I will pause here to survey the results I had so far reached in my dream-analysis. By following the associations which arose from the separate elements of the dream divorced from their context, I arrived at a number of thoughts and recollections, which I could not fail to recognize as important products of my mental life. This material revealed by the analysis of the dream was intimately connected with the dream’s content, yet the connection was of such a kind that I could never have inferred the fresh material from that content. The dream was unemotional, disconnected and unintelligible; but while I was producing the thoughts behind the dream, I was aware of intense and well-founded affective impulses; the thoughts themselves fell at once into logical chains, in which certain central ideas made their appearance more than once. Thus, the contrast between ‘selfish’ and ‘unselfish’, and the elements ‘being in debt’ and ‘without paying for it’ were central ideas of this kind, not represented in the dream itself. I might draw closer together the threads in the material revealed by the analysis, and I might then show that they converge upon a single nodal point, but considerations of a personal and not of a scientific nature prevent my doing so in public. I should be obliged to betray many things which had better remain my secret, for on my way to discovering the solution of the dream all kinds of things were revealed which I was unwilling to admit even to myself. Why then, it will be asked, have I not chosen some other dream, whose analysis is better suited for reporting, so that I could produce more convincing evidence of the meaning and connectedness of the material uncovered by analysis? The answer is that every dream with which I might try to deal would lead to things equally hard to report and would impose an equal discretion upon me. Nor should I avoid this difficulty by bringing up someone else’s dream for analysis, unless circumstances enabled me to drop all disguise without damage to the person who had confided in me.

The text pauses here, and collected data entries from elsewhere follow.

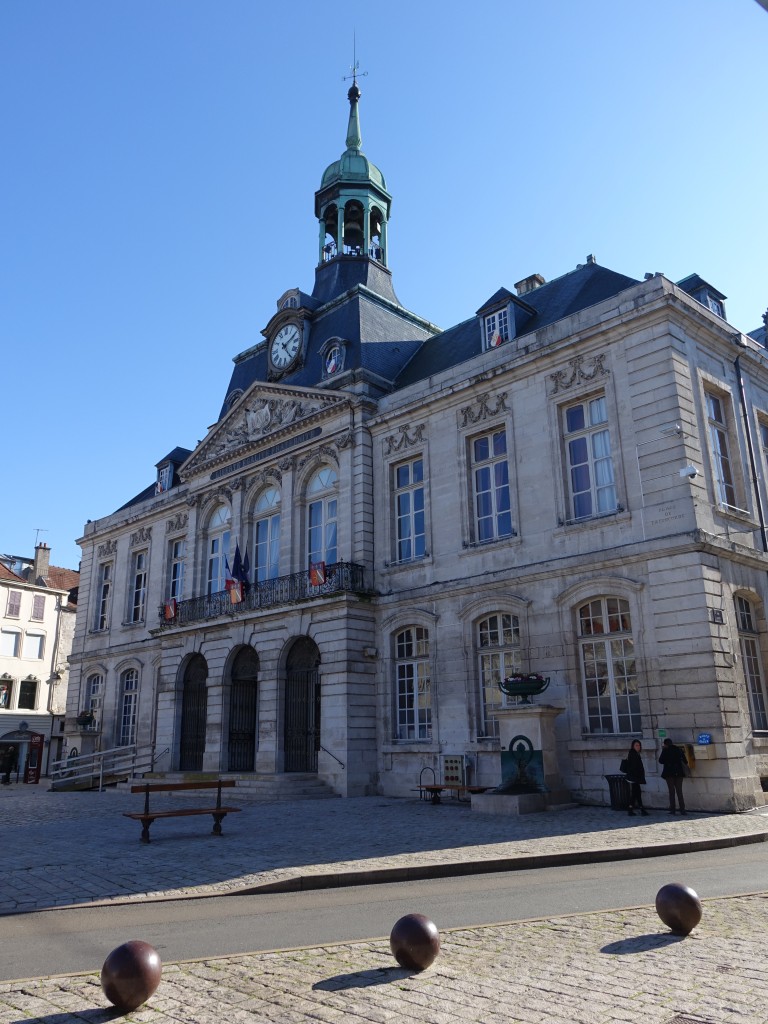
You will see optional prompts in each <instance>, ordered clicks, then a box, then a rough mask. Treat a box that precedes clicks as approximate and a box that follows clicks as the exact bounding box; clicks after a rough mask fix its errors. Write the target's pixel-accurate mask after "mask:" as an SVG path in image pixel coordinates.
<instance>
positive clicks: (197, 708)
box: [178, 655, 208, 771]
mask: <svg viewBox="0 0 768 1024" xmlns="http://www.w3.org/2000/svg"><path fill="white" fill-rule="evenodd" d="M207 679H208V666H207V665H206V660H205V658H204V657H202V656H201V655H198V656H197V657H195V658H193V660H191V662H189V664H188V666H187V667H186V671H185V672H184V686H183V692H182V695H181V739H180V742H179V759H178V766H179V771H202V770H203V755H204V754H205V749H206V722H207V719H208V687H207V686H206V680H207Z"/></svg>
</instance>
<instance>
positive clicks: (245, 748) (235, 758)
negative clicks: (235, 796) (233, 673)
mask: <svg viewBox="0 0 768 1024" xmlns="http://www.w3.org/2000/svg"><path fill="white" fill-rule="evenodd" d="M257 692H258V690H257V686H256V680H255V679H233V680H232V686H231V690H230V694H229V768H228V770H229V771H253V768H254V762H255V752H256V694H257Z"/></svg>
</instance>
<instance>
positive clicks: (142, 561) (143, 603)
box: [130, 551, 147, 623]
mask: <svg viewBox="0 0 768 1024" xmlns="http://www.w3.org/2000/svg"><path fill="white" fill-rule="evenodd" d="M146 559H147V556H146V552H145V551H136V552H135V553H134V555H133V559H132V565H131V610H130V621H131V622H132V623H142V622H143V621H144V612H145V610H146Z"/></svg>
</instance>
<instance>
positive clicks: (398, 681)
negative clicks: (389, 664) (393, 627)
mask: <svg viewBox="0 0 768 1024" xmlns="http://www.w3.org/2000/svg"><path fill="white" fill-rule="evenodd" d="M395 673H396V686H397V709H396V715H397V739H430V738H431V736H432V688H431V683H430V678H429V675H430V674H429V631H428V630H425V629H424V628H423V627H422V626H410V627H409V628H408V629H406V630H401V631H400V632H399V633H398V634H397V635H396V637H395Z"/></svg>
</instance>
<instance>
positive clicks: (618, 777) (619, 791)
mask: <svg viewBox="0 0 768 1024" xmlns="http://www.w3.org/2000/svg"><path fill="white" fill-rule="evenodd" d="M605 778H606V780H607V782H608V793H609V794H610V806H611V810H614V811H626V810H627V808H628V807H629V806H630V783H629V782H628V781H627V776H626V775H606V776H605Z"/></svg>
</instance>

At the point which I have now reached, I am led to regard the dream as a sort of substitute for the thought-processes, full of meaning and emotion, at which I arrived after the completion of the analysis. We do not yet know the nature of the process which has caused the dream to be generated from these thoughts, but we can see that it is wrong to regard it as purely physical and without psychical meaning, as a process which has arisen from the isolated activity of separate groups of brain cells aroused from sleep.

Two other things are already clear. The content of the dream is very much shorter than the thoughts for which I regard it as a substitute; and analysis has revealed that the instigator of the dream was an unimportant event of the evening before I dreamt it.